The Norwegians tells the story of recently single Olive, who wants to hire Gus and Tor, two nice Norwegian hitman, to off her ex-boyfriend. The story unfolds in alternating scenes, beginning with Olive’s first meeting with the hitmen, and flashing back to her first encounter with Betty, a woman who had previously contracted Gus and Tor for the same purpose. In addition to the premise, much of the show’s humor is derived from where each character is from and how it influences their personality and behavior.
Unfortunately, Swanson’s execution of this deliciously twisted premise leaves much to be desired. The plot and style of the play often makes it feel like a poor man’s Fargo. Swanson does not take dark humor of the story far enough, and instead, relies heavily on benign quips which pander to the audience, such as an ongoing bit between Gus and Tor regarding their marketing strategy to promote their services.
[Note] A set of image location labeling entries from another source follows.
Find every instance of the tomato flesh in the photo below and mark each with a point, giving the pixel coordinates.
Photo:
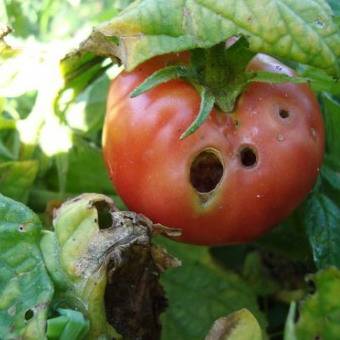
(237, 176)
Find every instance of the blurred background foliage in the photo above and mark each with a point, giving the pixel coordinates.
(50, 149)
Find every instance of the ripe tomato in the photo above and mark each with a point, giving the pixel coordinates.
(237, 176)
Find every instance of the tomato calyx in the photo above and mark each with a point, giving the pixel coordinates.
(219, 74)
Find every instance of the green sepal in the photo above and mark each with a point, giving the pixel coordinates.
(70, 324)
(274, 78)
(207, 104)
(159, 77)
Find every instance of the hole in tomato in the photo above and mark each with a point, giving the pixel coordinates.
(284, 114)
(248, 156)
(104, 214)
(29, 314)
(206, 171)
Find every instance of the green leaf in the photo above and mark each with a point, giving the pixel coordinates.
(86, 113)
(288, 240)
(240, 325)
(25, 288)
(70, 324)
(274, 78)
(302, 31)
(17, 178)
(322, 221)
(207, 104)
(159, 77)
(331, 109)
(320, 312)
(78, 72)
(76, 258)
(200, 292)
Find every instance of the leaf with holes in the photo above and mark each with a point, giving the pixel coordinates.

The good news is that the remarkable quartet of actors transcends the material; often wringing laughs from lines that would have been groan-inducing in less capable hands. Michael Bath and Sean Dillon, who play Gus and Tor respectively, do an excellent job of illustrating their characters amiable Minnesota/Norwegian nature. Bath and Dillon also adroitly deliver their characters’ back and forth banter, effectively establishing their dynamic as friends and colleagues.
However, it is the women who give the show the spark it needs to ignite and infuse the script with the edge it lacks. Miranda McGee is a delight as astrology obsessed Texan Olive, as is Carol Brammer as the less flamboyant, but perhaps more dangerous Betty. Brammer is particularly hilarious in her first monologue regarding the long winters and the effect it can have on single people. Both McGee and Brammer deftly handle the slow unraveling of their characters and provide a terrific foil to the amiable, calm duo of hitmen.
Director Cathy Springfield’s simple, yet sharply directed production fits superbly in the Clifton Performance Theatre’s intimate space. Each scene is handled deftly, giving the show the bite it needs. Springfield also expertly curated great music to underscore certain scenes and scene changes, which helps punctuate certain dramatic and comic moments. The other elements of the production are equally as a wonderful. One of the highlights of the show was the deliriously off-kilter pantomime in second half, choreographed by Melissa Bennett. The stark set, designed by Carter Bratton, and lighting, designed by Garry Davidson and Miranda McGee, do a splendid job evoking the seedy locations and the harshness of winter.
All in all, in spite of its pedestrian script, Clifton Performance Theater’s production of The Norwegians has much to offer. Performances run through November 1st.